Toutefois, comme le plan comportait d’autres mesures d’accompagnement (mise en place d’une antenne emploi, aides financières individuelles à la formation, à la recherche d’emploi et à la mobilité géographique et aides à la création d’entreprise) les juges ont considéré que les mesures prévues par le PSE étaient suffisantes.
Le fait que les contrats de moins de 3 moins n’aient pas été proposés ne justifiait pas l’annulation de la décision d’homologation.
PSE homologué : l’inspecteur du travail n’examine pas le périmètre de recherche du reclassement
(Conseil d’État, 22 juillet 2021, n°427004)
L’instauration d’un contrôle administratif des plans de sauvegarde de l’emploi (PSE) par la loi du 14 juin 2013, dite de sécurisation de l’emploi, a entrainé la nécessité de définir les rôles respectifs des autorités administratives en cas de licenciement d’un salarié protégé dans le cadre d’un licenciement collectif accompagné d’un PSE.
Le licenciement doit être autorisé par l’inspecteur du travail, l’homologation, du document unilatéral de l’employeur ou la validation de l’accord collectif contenant le PSE relève depuis cette loi du directeur régional du travail (anciennement la Direccte, devenue la Dreets).
Le Conseil d’État s’est déjà positionné sur le partage des tâches, l’inspecteur du travail : il doit s’assurer de l’existence, à la date à laquelle il statue sur une demande d’autorisation, d’une décision de validation ou d’homologation du PSE, à défaut de laquelle il doit refuser le licenciement du salarié protégé. Cependant, il ne lui appartient pas d’apprécier la validité du PSE, ni plus généralement, de procéder aux contrôles incombant au directeur régional.
L’arrêt rendu par le Conseil d’État le 22 juillet 2021 applique ce principe à propos du périmètre dans lequel est recherché le reclassement du salarié au sein d’un groupe de sociétés.
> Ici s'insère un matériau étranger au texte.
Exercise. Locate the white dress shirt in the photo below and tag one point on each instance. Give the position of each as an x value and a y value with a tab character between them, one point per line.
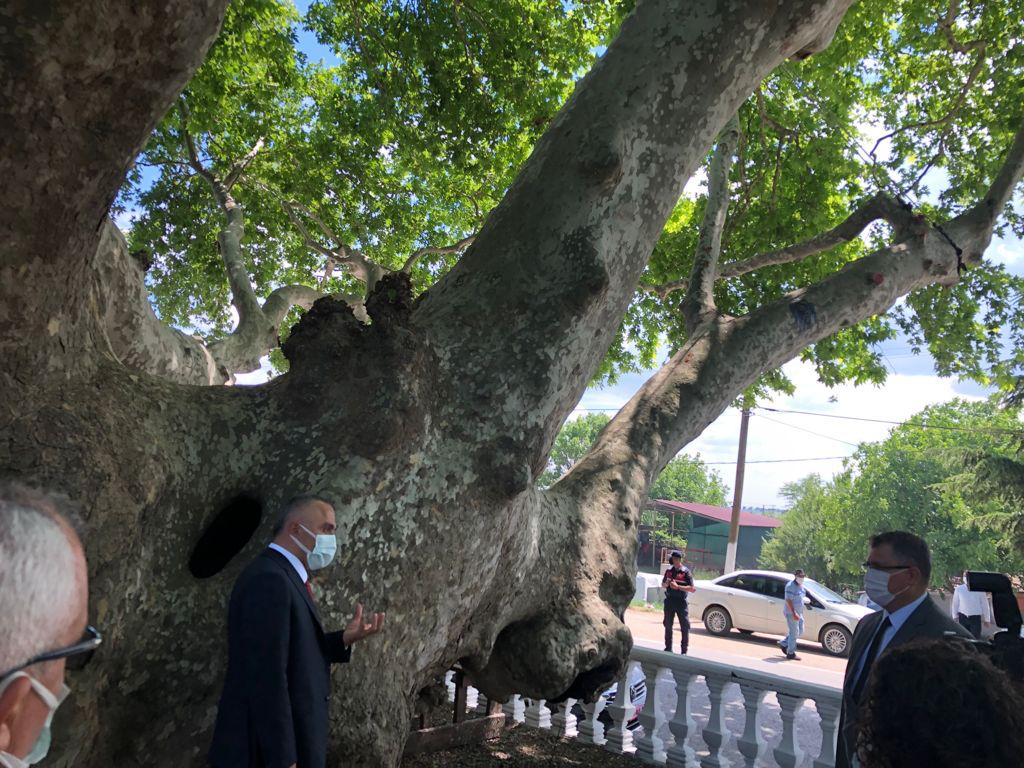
296	562
971	603
896	620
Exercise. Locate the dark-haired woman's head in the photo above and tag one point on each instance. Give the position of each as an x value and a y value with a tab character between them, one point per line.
940	704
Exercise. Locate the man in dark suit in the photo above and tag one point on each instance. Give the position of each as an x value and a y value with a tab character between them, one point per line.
898	569
273	710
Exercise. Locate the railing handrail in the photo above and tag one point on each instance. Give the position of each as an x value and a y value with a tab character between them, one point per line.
775	683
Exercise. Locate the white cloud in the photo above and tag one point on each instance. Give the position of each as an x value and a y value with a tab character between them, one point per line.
776	435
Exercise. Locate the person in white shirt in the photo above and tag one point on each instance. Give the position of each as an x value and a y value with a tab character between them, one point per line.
971	609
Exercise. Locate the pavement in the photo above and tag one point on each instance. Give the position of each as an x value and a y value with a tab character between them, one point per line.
750	651
757	651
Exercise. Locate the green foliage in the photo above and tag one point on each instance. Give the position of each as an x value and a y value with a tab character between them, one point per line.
919	479
689	479
683	479
407	141
413	133
799	542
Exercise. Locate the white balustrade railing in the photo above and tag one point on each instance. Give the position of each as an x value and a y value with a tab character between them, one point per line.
667	731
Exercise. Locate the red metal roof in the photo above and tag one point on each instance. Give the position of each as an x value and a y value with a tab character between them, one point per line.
722	514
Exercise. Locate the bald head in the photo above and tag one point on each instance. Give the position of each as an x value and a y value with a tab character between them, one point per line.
301	520
43	577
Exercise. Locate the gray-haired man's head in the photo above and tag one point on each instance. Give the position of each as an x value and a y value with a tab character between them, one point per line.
43	602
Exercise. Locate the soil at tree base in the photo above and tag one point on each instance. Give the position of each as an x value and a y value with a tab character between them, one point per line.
522	745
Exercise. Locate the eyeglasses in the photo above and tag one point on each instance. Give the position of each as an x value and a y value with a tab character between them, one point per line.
78	654
866	565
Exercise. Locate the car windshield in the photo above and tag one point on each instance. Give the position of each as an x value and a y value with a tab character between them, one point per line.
823	593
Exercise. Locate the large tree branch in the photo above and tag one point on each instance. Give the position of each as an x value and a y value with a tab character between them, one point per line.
230	236
242	165
459	247
538	297
947	23
727	354
699	301
984	215
979	62
136	337
82	93
880	206
336	252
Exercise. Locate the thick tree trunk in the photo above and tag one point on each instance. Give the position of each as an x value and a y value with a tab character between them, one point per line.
426	426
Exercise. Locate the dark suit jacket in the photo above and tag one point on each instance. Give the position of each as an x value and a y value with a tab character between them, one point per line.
273	710
927	622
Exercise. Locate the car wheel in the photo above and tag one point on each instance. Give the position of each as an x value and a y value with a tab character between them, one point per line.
836	640
717	620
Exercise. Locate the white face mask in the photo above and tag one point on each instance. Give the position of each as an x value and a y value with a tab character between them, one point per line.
42	745
877	586
323	552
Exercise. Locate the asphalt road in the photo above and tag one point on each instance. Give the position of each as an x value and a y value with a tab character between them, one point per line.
750	651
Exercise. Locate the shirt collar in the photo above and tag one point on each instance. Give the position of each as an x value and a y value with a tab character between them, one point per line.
296	562
899	616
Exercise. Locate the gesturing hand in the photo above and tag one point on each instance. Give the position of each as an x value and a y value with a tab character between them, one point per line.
358	629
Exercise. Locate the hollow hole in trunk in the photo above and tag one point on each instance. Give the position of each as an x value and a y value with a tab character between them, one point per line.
224	537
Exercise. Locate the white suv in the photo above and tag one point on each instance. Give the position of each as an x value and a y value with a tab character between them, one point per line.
753	601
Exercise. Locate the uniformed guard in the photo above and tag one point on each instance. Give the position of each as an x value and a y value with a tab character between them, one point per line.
678	583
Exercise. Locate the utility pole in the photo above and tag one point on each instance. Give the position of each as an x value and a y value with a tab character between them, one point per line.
737	494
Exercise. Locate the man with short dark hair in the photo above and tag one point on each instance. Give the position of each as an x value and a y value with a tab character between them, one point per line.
971	609
43	609
678	582
273	710
794	611
896	577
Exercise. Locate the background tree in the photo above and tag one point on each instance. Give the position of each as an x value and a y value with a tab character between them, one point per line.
918	479
429	424
800	541
574	438
683	479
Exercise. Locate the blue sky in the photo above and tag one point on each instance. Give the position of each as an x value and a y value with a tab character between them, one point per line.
911	385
En l’espèce, un PSE établi par un liquidateur judiciaire avait été homologué par la Direccte. Un salarié protégé dont le licenciement a été validé, a contesté la décision administrative. La cour administrative d’appel avait annulé la décision d’autorisation du ministre du travail, au motif que la recherche de reclassement aurait dû être étendue à une autre société qui compte tenu de l’organisation, des activités, ou le lieu d’exploitation permettent, en raison des relations qui existent avec l’entreprise employeur, d’y effectuer la permutation de tout ou partie du personnel.
Le Conseil d’État annule l’arrêt de la cour administrative d’appel pour une erreur de droit. En effet, pour homologuer le document unilatéral incluant le PSE, l’administration vérifie notamment que le PSE est conforme à l’article L.1233-61 du code du travail.
Il ne relève pas de l’inspecteur du travail de contrôler ce point et de remettre en cause, le périmètre de reclassement déterminé par le PSE et approuvé par l’administration.